A handful of Buccaneer players experienced a cryosauna last year when visiting the facilities of Dr. Tommy Rhee, who became the team's chiropractor in 2015. After hearing about its benefits but finding them a bit difficult to believe, Luhrs visited Rhee's office and tried it for himself after a heavy workout had left him sore.
"To say I was skeptical would be an understatement," said Luhrs. "I was beyond skeptical about this cryo chamber and how it works. I wondered if I'd really even notice anything. I didn't really feel anything right after the session, but the next day was different. I felt like I had never even touched a weight the day before. Absolutely no soreness. I've been in cold tubs many, many times, and I've always felt sore the next day. When I didn't feel sore the next day, I realized, 'Okay, there's something to this.' I tried it a second time, a third time, a fourth time – same results. I know I'm just one subject, but our players who had tried it loved it too."
Myers was the first Buccaneer to try out the new Cryo chambers.
Luhrs shared his experience with Licht and Head Athletic Trainer Bobby Slater, both of whom had already looked into the technology, which has been around in some form for three decades. Licht and Slater were sold, too. Licht authorized the very sizeable investment in the cryosaunas because there's a very obvious connecting line from the benefits it provides to better results on game day.
"This is essentially a very player-focused approach, and I think Jason Licht and Dirk Koetter have really bought into what we're trying to do as a training staff," said Luhrs. "If you invest in players' recovery, that's going to show up on the field, and that's going to lead to winning more games.
Though some of this took place in 2015, the actual installation of the three cryosaunas only began last Sunday. The contracted company worked nearly around the clock for more than two days to get the devices in place, after which Luhrs and the rest of Slater's staff received training on their operation.
Just as many people find cold tubs difficult to bear, the extreme cold of the cryosaunas can take some getting used to. There is no danger, however, as long as a few obvious precautions are adhered to. Players can't wear jewelry or wet clothes into the chamber, as they will freeze instantly. And the cryosaunas automatically cut off after two-and-a-half minutes so that the cold never penetrates below the surface. The visuals are dramatic, as nitrogen gas – which makes up about 78% of the air that we breathe – spills out of the top of the chamber and around the player's head, but the process is actually quite simple, and thankfully brief. Myers likened the experience to sitting out in the cold woods while on a hunting trip.
"Sitting in the cold tub for 10 minutes, I mean, it will get you together," said wide receiver Donteea Dye, who was next in line after Myers. "But this? This is way more efficient, a lot quicker."
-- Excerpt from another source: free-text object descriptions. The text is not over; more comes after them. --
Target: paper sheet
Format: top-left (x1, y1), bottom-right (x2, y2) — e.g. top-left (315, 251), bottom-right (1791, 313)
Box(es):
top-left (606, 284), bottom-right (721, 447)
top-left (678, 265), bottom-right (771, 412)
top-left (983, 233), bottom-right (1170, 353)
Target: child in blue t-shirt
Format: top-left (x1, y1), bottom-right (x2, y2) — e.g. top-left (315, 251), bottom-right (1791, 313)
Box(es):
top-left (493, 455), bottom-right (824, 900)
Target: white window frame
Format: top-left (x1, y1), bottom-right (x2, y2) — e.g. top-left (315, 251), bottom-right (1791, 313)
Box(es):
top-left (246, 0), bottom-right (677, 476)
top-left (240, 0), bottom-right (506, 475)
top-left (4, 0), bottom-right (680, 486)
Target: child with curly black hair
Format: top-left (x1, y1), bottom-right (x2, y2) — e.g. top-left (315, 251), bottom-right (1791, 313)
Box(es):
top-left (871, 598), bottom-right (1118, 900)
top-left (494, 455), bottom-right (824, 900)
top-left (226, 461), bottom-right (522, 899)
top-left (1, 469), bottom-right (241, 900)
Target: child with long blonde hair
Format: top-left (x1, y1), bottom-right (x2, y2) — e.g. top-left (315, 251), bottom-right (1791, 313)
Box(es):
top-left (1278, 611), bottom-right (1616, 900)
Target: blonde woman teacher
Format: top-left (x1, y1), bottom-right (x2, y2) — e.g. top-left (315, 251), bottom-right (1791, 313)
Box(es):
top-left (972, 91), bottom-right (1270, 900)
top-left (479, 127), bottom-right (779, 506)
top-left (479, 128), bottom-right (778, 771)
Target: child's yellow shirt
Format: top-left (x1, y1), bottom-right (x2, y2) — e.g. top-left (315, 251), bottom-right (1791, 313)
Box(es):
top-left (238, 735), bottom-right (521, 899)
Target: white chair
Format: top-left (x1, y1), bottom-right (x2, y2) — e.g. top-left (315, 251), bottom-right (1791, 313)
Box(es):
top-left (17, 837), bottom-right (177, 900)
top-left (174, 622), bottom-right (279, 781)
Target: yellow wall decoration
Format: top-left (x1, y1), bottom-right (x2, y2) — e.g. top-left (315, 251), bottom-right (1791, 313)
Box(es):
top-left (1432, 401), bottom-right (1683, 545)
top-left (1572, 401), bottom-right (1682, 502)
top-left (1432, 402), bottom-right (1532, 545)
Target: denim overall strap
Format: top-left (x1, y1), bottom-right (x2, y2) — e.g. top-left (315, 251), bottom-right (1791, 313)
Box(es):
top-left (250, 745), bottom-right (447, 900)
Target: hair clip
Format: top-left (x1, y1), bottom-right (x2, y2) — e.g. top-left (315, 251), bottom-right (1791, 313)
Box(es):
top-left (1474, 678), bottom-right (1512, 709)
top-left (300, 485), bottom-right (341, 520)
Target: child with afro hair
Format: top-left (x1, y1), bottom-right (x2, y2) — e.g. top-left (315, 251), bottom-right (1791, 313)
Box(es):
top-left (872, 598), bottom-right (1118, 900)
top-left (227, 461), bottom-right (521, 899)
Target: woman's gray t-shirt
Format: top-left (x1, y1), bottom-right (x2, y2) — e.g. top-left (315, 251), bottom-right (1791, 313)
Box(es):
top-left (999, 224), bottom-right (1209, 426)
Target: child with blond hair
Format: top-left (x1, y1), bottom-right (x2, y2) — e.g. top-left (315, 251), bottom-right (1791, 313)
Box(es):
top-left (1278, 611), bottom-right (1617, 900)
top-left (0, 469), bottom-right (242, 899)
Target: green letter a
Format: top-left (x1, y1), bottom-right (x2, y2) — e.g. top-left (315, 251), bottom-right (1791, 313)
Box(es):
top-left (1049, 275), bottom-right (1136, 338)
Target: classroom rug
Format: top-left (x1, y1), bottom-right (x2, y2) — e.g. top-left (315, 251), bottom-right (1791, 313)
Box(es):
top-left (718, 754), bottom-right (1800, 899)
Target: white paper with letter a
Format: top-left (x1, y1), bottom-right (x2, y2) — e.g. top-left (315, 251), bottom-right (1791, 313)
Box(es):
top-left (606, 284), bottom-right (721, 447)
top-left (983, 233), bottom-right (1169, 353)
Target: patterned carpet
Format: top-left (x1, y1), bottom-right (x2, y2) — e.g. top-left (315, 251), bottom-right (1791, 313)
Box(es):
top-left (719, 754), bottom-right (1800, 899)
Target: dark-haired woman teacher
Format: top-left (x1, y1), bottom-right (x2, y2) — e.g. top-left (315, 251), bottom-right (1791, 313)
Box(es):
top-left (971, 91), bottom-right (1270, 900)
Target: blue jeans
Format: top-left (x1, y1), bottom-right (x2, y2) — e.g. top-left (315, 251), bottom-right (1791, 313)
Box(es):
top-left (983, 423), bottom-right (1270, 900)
Buccaneer players have been enjoying some of the NFL's most advanced technologies since the team moved into the new One Buccaneer Place in 2006. Staying at the forefront of those advancements requires continual investments, however, and those are investments that Licht and the team's ownership are more than willing to make. In addition to the cryosaunas, One Buc Place also now features a brand-new and elaborate "recovery bar" in the players' lounge for the quick production of helpful shakes and snacks. No stone is left unturned when it comes to helping players remain available and at peak condition.
"What we really wanted to focus on this year – and I think that I can speak for Bobby and the rest of the training staff – is investing a lot into the recovery of the players," said Luhrs. "Not just the cryo chambers but even with the recovery bar we put in and with the training camp schedule was arranged. It's a commitment on our part, too. We're here for the players whenever they might need us."